Фирбуш подхватил Лапидиуса под руку и повел его к месту, объясняя по дороге:
— Вообще-то книги смертей могут также называться и книгами записей о рождении. Или о крещении. Или о венчании. Поскольку в них заносятся все эти важные события.
— А также книгами пороков и других приметных черт? — пошутил Лапидиус.
— Не всегда. Но в общем-то вы правы. Все мы человеки, и кто из нас не без греха. А, вот и ты, Якобс. Спасибо, можешь дальше заниматься свечами. Ну, магистр Лапидиус, боюсь, у меня нет столько свободного времени, чтобы помочь вам просмотреть все эти книги, долг зовет, знаете ли… — Фирбуш бросил выразительный взгляд на церковную кружку.
Лапидиус понял намек и бросил в нее пару монет. Послышался звон.
— Что ж, тем не менее приступим. Никто не может упрекнуть меня в бесчувствии.

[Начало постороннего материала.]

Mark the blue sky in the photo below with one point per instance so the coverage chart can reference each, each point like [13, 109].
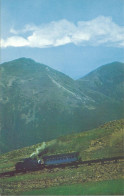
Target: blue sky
[72, 36]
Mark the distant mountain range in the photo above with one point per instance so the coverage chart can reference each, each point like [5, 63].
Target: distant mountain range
[38, 103]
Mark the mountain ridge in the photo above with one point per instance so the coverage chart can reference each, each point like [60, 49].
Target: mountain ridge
[38, 103]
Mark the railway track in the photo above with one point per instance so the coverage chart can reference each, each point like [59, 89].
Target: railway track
[102, 161]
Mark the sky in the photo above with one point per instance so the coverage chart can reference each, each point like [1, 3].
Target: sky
[71, 36]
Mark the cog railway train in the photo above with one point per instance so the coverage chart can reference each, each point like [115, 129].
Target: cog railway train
[59, 160]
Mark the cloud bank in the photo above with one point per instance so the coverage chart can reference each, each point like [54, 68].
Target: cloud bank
[99, 31]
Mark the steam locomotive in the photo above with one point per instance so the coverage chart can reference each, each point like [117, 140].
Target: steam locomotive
[51, 161]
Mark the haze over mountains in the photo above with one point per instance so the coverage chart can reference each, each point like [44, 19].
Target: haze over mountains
[38, 103]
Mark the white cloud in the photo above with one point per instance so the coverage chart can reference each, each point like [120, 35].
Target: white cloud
[99, 31]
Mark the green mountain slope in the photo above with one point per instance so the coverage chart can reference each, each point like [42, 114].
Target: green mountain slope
[38, 103]
[105, 141]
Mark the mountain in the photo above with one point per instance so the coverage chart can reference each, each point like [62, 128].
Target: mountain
[105, 141]
[38, 103]
[108, 80]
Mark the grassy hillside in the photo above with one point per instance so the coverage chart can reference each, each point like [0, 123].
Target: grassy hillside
[105, 141]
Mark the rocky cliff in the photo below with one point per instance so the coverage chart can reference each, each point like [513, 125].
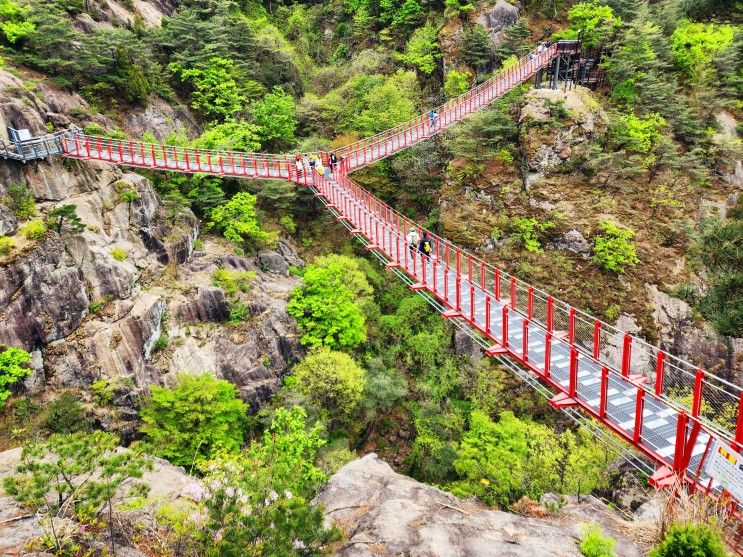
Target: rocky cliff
[384, 513]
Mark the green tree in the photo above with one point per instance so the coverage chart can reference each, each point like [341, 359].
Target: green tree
[80, 476]
[65, 218]
[475, 48]
[422, 50]
[387, 104]
[199, 418]
[516, 41]
[259, 503]
[14, 21]
[613, 249]
[275, 115]
[481, 136]
[216, 92]
[230, 136]
[690, 539]
[720, 250]
[694, 45]
[594, 22]
[237, 220]
[327, 306]
[456, 83]
[332, 380]
[13, 368]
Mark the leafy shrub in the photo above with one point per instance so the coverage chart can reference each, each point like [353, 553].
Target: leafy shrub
[86, 475]
[612, 248]
[237, 220]
[456, 83]
[238, 312]
[332, 380]
[199, 418]
[34, 229]
[65, 415]
[119, 254]
[326, 305]
[288, 224]
[21, 200]
[6, 245]
[690, 539]
[595, 544]
[233, 282]
[13, 367]
[529, 229]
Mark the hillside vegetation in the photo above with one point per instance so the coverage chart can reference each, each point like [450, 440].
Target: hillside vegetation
[642, 170]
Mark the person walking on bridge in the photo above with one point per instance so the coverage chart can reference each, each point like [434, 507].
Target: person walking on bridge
[425, 246]
[413, 238]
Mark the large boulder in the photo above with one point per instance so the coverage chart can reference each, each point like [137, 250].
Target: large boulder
[385, 513]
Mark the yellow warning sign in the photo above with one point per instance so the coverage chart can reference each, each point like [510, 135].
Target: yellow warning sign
[726, 466]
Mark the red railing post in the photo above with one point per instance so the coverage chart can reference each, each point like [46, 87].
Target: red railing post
[504, 342]
[660, 368]
[604, 391]
[739, 425]
[626, 354]
[573, 371]
[697, 402]
[638, 415]
[513, 292]
[487, 319]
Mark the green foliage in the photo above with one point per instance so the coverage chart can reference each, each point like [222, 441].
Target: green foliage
[237, 220]
[119, 254]
[326, 306]
[14, 21]
[13, 368]
[260, 503]
[685, 540]
[199, 418]
[516, 42]
[456, 83]
[695, 44]
[65, 415]
[475, 47]
[65, 218]
[7, 245]
[332, 380]
[232, 281]
[33, 229]
[529, 229]
[80, 476]
[593, 21]
[275, 115]
[388, 104]
[720, 250]
[21, 200]
[638, 134]
[613, 249]
[216, 92]
[499, 462]
[422, 50]
[595, 544]
[481, 136]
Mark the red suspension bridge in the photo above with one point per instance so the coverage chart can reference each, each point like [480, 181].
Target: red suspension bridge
[686, 421]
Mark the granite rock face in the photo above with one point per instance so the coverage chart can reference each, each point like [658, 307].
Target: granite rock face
[385, 513]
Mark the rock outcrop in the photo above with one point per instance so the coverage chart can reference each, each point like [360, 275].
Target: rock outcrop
[385, 513]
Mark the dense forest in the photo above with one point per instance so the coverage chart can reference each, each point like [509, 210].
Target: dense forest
[382, 372]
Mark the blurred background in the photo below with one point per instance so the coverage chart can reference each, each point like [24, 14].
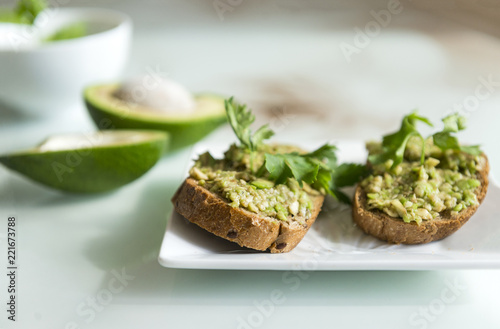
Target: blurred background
[354, 67]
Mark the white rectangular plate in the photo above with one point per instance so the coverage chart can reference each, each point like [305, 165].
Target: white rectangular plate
[334, 242]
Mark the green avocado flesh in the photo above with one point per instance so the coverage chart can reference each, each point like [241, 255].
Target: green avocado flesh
[109, 112]
[90, 163]
[447, 182]
[231, 179]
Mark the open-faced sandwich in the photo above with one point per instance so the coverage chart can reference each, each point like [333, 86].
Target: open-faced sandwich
[261, 196]
[420, 189]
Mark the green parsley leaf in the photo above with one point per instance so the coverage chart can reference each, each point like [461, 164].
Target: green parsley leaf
[444, 140]
[394, 145]
[318, 168]
[240, 118]
[324, 156]
[348, 174]
[291, 165]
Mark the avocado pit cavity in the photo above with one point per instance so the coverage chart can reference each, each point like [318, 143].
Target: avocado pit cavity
[157, 95]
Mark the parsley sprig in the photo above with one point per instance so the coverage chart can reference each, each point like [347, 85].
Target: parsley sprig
[318, 168]
[394, 145]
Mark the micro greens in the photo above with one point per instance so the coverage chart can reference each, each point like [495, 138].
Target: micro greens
[394, 145]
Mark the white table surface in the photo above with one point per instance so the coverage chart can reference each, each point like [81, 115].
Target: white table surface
[71, 247]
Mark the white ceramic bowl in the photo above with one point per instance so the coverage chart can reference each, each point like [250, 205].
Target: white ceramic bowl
[46, 78]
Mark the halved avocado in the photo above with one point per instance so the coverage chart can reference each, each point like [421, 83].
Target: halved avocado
[89, 163]
[110, 112]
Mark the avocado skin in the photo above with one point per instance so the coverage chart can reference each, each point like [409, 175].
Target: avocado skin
[182, 133]
[88, 170]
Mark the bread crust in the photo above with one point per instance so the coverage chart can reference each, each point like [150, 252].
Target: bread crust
[394, 230]
[214, 214]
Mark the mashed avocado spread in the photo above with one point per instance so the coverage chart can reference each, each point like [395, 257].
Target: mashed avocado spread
[232, 179]
[446, 182]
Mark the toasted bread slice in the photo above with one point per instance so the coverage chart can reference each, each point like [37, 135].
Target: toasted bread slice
[214, 214]
[394, 230]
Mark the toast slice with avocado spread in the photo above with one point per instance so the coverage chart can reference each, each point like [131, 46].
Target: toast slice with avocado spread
[258, 195]
[420, 190]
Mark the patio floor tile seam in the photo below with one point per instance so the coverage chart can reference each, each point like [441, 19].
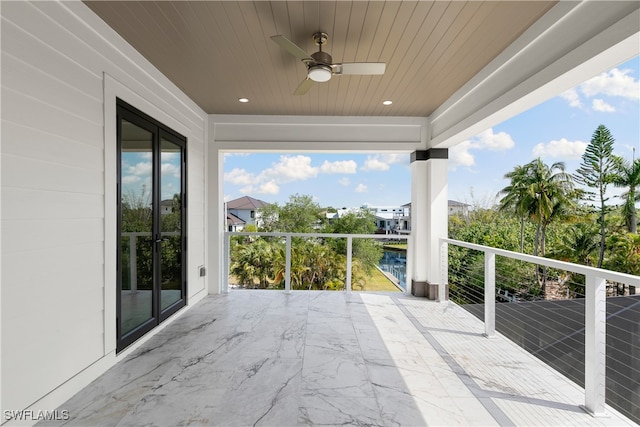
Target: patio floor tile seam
[492, 408]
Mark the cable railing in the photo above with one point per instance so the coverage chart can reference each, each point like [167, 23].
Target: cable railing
[300, 260]
[573, 317]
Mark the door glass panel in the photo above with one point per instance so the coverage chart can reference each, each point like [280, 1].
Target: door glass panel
[136, 251]
[171, 223]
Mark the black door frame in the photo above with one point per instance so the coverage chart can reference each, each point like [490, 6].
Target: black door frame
[159, 131]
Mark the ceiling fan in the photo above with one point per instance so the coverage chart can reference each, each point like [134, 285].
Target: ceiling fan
[320, 66]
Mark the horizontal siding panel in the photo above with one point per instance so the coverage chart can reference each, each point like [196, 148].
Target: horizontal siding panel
[19, 203]
[31, 112]
[67, 281]
[59, 347]
[39, 54]
[33, 21]
[29, 142]
[46, 271]
[38, 84]
[20, 172]
[27, 235]
[105, 56]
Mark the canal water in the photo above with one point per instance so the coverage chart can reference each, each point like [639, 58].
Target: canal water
[395, 263]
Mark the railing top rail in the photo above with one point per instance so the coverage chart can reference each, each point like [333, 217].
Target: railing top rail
[613, 276]
[334, 235]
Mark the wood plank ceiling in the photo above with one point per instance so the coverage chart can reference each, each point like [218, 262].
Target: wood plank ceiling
[218, 52]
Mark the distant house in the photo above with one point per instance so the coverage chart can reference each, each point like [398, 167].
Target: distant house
[402, 220]
[242, 212]
[166, 206]
[389, 219]
[458, 208]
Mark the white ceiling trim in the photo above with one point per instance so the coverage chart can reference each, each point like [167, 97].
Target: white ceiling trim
[566, 52]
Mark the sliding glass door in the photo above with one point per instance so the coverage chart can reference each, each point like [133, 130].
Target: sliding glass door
[151, 224]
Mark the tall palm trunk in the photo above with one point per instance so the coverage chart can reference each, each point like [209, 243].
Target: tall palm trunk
[602, 233]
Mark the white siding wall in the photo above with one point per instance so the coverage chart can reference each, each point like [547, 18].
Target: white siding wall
[61, 70]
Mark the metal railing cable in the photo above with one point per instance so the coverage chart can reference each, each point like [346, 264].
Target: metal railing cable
[575, 324]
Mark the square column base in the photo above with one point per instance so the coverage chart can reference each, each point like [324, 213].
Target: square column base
[427, 290]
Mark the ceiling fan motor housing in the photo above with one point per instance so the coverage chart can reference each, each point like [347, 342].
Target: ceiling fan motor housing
[322, 58]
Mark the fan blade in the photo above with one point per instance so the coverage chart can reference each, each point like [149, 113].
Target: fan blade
[359, 68]
[304, 86]
[291, 47]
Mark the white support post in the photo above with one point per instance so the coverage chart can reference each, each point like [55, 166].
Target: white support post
[595, 344]
[287, 277]
[133, 262]
[225, 265]
[444, 271]
[349, 262]
[489, 294]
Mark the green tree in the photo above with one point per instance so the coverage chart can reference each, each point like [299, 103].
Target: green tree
[515, 197]
[628, 176]
[549, 196]
[579, 244]
[252, 261]
[299, 215]
[367, 251]
[597, 170]
[625, 255]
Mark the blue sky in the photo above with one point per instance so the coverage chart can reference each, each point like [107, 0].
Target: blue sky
[557, 130]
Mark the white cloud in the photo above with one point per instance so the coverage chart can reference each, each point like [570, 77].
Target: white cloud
[459, 155]
[166, 156]
[130, 179]
[562, 149]
[170, 169]
[288, 169]
[140, 169]
[239, 177]
[572, 97]
[268, 188]
[614, 82]
[492, 141]
[375, 164]
[395, 158]
[600, 105]
[342, 166]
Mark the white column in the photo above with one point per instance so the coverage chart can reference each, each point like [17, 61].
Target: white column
[429, 221]
[595, 341]
[349, 263]
[489, 294]
[287, 274]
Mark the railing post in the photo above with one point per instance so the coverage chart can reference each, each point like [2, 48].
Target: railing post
[287, 276]
[226, 267]
[489, 294]
[595, 342]
[444, 271]
[349, 262]
[133, 262]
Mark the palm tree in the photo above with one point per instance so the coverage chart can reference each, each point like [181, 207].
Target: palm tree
[628, 176]
[550, 194]
[515, 196]
[541, 193]
[597, 170]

Последующие изыскания заняли немало времени, как показали колокола на башне. Под конец они отобрали тринадцать мужчин, после имени и даты рождения которых стояло не «здоров», а следовало указание увечья. «Левая нога короче правой», например, или «срослись пальцы правой ноги», или просто «косолап на правую ногу».
— Думаю, можем исключить всех, у кого увечна правая нога, — сказал Лапидиус, припоминая следы на снегу. — Тот человек хром на левую.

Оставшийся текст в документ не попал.